Abuse of prescription drugs – particularly opiates and benzodiazepines – can lead to addiction quickly. Since prescription painkillers are opiates, they come from the same family as heroin and have a very high addiction potential. Oftentimes, those who abuse prescription painkillers eventually progress to using heroin due to the similarities between the drugs and the cheaper cost of heroin. Per NIDA, 80 percent of people who are addicted to heroin first abused prescription drugs.

Many who abuse prescription drugs mistakenly believe them to be safer than “street” drugs like heroin or cocaine because they are initially prescribed by a doctor. While prescription drugs have valid uses and are generally safe when used as prescribed, they can be incredibly addictive, leading to a wide range of health issues.

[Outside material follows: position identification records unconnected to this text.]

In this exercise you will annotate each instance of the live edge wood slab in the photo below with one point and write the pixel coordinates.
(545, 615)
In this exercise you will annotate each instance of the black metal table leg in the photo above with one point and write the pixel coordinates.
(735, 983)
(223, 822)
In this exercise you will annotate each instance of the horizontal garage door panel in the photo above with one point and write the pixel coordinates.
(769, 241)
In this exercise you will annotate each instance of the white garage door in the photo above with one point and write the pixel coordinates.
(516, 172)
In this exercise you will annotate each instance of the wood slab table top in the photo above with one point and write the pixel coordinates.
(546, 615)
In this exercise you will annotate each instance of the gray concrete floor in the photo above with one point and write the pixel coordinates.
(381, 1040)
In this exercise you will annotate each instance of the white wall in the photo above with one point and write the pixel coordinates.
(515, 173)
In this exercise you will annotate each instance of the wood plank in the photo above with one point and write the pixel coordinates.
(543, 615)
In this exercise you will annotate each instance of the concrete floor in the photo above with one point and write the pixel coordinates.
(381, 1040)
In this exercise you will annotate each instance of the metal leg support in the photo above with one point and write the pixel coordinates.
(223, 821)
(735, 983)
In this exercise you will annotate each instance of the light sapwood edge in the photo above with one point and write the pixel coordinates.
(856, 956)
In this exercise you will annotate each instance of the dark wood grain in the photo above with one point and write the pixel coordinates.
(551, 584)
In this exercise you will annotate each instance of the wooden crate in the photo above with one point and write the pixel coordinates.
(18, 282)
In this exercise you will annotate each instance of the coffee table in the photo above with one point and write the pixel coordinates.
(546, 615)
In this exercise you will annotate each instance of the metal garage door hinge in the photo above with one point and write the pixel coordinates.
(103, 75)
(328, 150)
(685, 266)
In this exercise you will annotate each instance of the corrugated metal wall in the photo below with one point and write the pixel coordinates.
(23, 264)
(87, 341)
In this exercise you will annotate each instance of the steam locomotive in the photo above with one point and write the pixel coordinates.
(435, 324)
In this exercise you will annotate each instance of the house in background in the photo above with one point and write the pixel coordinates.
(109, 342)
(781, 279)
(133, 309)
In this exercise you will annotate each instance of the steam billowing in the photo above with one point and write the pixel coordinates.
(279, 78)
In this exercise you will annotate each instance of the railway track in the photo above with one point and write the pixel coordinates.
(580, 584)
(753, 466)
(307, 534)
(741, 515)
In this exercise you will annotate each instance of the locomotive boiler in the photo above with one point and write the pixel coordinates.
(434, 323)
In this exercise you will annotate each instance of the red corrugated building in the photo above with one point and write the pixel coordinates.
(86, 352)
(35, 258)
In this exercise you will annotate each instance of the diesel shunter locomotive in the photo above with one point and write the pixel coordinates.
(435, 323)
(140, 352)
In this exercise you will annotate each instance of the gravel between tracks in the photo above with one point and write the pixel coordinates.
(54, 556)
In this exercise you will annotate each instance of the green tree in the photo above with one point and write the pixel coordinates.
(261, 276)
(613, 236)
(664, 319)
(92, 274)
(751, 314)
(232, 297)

What Are the Signs of Prescription Drug Abuse?

 

Behavioral changes often occur with prescription drug abuse. These changes may include:

  • Lying or misleading friends and loved ones about the use of prescription drugs
  • Stealing or forging prescriptions for prescription drugs
  • Seeing a variety of doctors to obtain different prescription drugs
  • Declined interest in activities that used to be enjoyed
  • Changes in social circles
  • Weight changes
  • Deterioration in personal hygiene or appearance
  • Financial issues
  • Mood changes

While some individuals may not show many outward signs of abuse, most people exhibit some indications that should trigger further consideration among friends and loved ones. Physical signs of opioid abuse include drowsiness, confusion, a slowed breathing rate, and euphoria. Physical signs of benzodiazepine abuse include slurred speech, poor concentration, and memory problems. Physical signs of stimulant abuse include insomnia, anxiety, and paranoia.

How Do People Stop Abusing Prescription Drugs?

 

While prescription drug abuse can lead to significant health, career, relationship, and financial repercussions, full recovery is possible. Addiction is a chronic disorder, so there is no “cure” for the disease; however, it can be managed with comprehensive and ongoing treatment.

Medical detox is often the first step in the treatment process. Withdrawal from certain substances, such as benzodiazepines and opiates, can be quite uncomfortable and even unsafe. As a result, medical detox is always required, and individuals should never attempt to stop taking these substances suddenly on their own.

Professional rehabilitation programs begin with a full assessment where medical professionals will assess if medical detox is needed. If a person was taking prescription drugs to manage a physical or mental health disorder, doctors will assess the best treatment plan going forward. In some instances, clients may be switched to a different medication with less abuse potential. In other cases, alternative treatments, such as massage, physical therapy, or acupuncture, may be employed.

After detox, the bulk of addiction treatment takes place in the form of therapy. In both individual and group therapy, clients explore the reasons behind their prescription drug abuse. The specific program of care is catered to the individual, ensuring that treatment addresses the individual person’s progress in recovery.

Aftercare is a key component of any successful recovery program. Prior to completion of a formal addiction treatment program, the treatment team will help to devise an aftercare plan for the client. This plan may consist of ongoing therapy sessions, attendance at 12-Step meetings, and meditation or yoga classes. The client and treatment team work on the plan together to ensure it meets the client’s needs on various levels, providing the support and structure needed for a successful long-term recovery.